Integrated deep learning and image processing method for modeling energy loss due to shadows in solar arrays

Abstract

Shading poses a serious challenge to photovoltaic (PV) systems power generation, causing energy losses of up to 40 %, leading to power mismatches, hotspot formation, and accelerated module degradation. Accurate modelling and simulation of shading are critical for improving photovoltaic (PV) performance. This study develops two shadow‑detection pipelines: (i) the Classic Hough Transform (CHT) combined with K‑means segmentation and (ii) a new Deep Hough Transform (DHT) that learns semantic line features without the need for PV‑specific training data.

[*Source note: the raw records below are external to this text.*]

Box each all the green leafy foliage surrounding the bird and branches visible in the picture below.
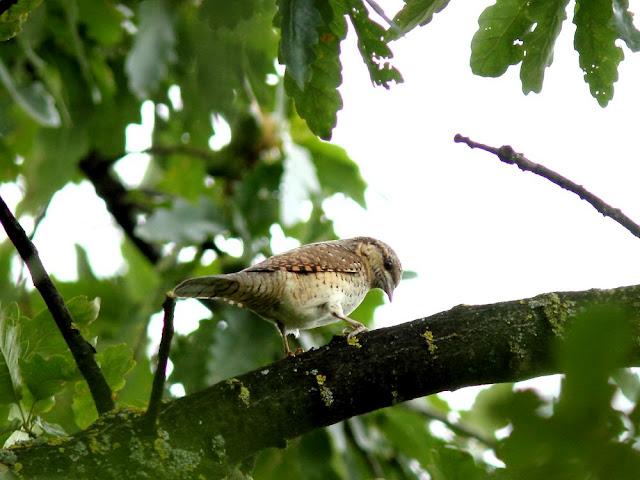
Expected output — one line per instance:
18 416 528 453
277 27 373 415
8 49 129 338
0 0 640 479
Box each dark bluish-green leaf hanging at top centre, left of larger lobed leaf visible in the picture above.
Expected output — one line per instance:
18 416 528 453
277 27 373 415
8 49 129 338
278 0 324 91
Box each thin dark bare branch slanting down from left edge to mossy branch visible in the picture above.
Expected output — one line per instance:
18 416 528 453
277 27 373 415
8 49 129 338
0 197 115 414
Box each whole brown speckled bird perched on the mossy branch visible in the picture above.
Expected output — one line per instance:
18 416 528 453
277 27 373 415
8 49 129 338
170 237 402 355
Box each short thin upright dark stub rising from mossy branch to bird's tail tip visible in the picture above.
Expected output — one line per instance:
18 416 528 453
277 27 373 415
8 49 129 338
144 295 176 433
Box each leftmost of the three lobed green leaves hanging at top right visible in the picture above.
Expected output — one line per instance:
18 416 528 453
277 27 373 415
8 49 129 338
471 0 533 77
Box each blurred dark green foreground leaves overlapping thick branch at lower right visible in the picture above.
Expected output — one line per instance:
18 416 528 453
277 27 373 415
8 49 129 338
493 304 640 479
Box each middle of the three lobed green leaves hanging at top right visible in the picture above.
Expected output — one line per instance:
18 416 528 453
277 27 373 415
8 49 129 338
520 0 569 95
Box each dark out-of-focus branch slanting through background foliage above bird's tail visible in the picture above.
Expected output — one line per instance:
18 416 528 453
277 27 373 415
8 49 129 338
80 151 160 264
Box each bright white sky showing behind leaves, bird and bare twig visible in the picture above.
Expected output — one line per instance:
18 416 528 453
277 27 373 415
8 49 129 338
3 0 640 408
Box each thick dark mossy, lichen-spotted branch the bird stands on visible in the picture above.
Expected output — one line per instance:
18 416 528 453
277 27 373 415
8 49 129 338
2 285 640 478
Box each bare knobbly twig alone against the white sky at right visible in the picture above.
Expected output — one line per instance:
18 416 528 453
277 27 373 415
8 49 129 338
454 134 640 238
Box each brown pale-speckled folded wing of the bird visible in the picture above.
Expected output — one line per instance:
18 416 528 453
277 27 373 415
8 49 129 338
244 241 362 273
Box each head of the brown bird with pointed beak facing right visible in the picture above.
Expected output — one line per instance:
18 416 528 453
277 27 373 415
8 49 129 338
354 237 402 301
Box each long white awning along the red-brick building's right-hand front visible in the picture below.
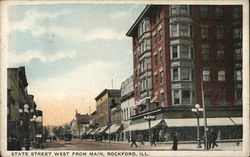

A 1-kilowatt capacity solar array with planned shading devices was developed and used to perform the experimental analysis. The proposed methodology achieved an accuracy of 0.85, indicating a 32.81 % improvement in solar array detection compared to CHT methods. Computed energy losses due to shading were within 0.5 % to 1.9 % of System Advisor Model (SAM’s) simulated losses. Evaluation with transient shadows from a pedestrian, vehicle, and cloud showed an average mIoU of 81.8 % highlighting the methods advantage over existing 3D modeling-based simulation software. Statistical analysis confirmed the method’s consistency, yielding Dice = 0.857 (95 % CI 0.728–0.943) and mIoU = 0.771 (CI 0.595–0.893). The parametric analysis highlighted the time of day and number of obstructions as key factors influencing shading on solar arrays, with mornings and evenings experiencing over 6 % shading loss variations. Overall, this integrated approach develops robust, real-time modelling and simulation for optimizing large solar energy systems.